I'm attempting to create a module to package up a common pattern: deploying a NAT instance into a subnet. I'd like to be able to do the following:
Unfortunately, my attempts at doing so have been met with unexpected behavior in Terraform. I'm not sure if what I'm seeing is intended behavior or a bug. Repro cases are in the following repo:
https://github.com/mpage/tf_module_issues
This is against Terraform 0.5.3
The _missing_attr_ error looks like that one described in #1997 (see example).
The missing attribute should be fixed with a PR shortly.

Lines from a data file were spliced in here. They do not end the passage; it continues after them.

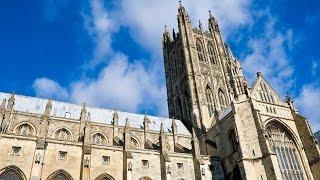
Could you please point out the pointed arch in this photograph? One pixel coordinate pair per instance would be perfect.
(99, 139)
(211, 53)
(134, 143)
(60, 175)
(145, 178)
(12, 172)
(222, 99)
(283, 144)
(63, 133)
(105, 177)
(210, 102)
(233, 140)
(25, 128)
(200, 50)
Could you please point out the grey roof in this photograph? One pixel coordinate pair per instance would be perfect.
(59, 109)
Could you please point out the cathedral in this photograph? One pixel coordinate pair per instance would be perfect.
(219, 126)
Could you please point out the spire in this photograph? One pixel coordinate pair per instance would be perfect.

The cycle I've gotten down to the following minimal case. It isn't valid Terraform, but it fails nonetheless. The cycle requires no state, even. A key thing seems to be the count. If I change count to 1 in the main module, the cycle goes away.
main.tf:
resource "aws_subnet" "pub_subnet" {
count = "2"
}
module "nat" {
source = "./nat"
aws_subnet_id = "${join(",", aws_subnet.pub_subnet.*.id)}"
}
nat/main.tf
variable "aws_subnet_id" {
description = "Subnet that will contain the nat instance"
}
resource "aws_instance" "nat" {
count = "${length(split(",", var.aws_subnet_id))}"
}
Updates
Ah, a count of not "1" forces the destroy nodes to stick around, which causes the cycle.
Ah, so I've narrowed the cycle down to this. I've only pasted the relevant bit. Read the comment.
// GraphNodeDestroyEdgeInclude impl.
func (n *GraphNodeConfigVariable) DestroyEdgeInclude(v dag.Vertex) bool {
// Only include this variable in a destroy edge if the source vertex
// "v" has a count dependency on this variable.
cv, ok := v.(GraphNodeCountDependent)
if !ok {
return false
}
...
It requires some thinking to see why this is the case. In cases of real cycles like this I always ask myself "what would a human do [to break the cycle]?" In this case, you'd probably want the "destroy" NAT instance node to use a _cached_ value of var.aws_subnet_id if available. And if not, to assume there are 0.
This would require some pretty serious graph majiggery.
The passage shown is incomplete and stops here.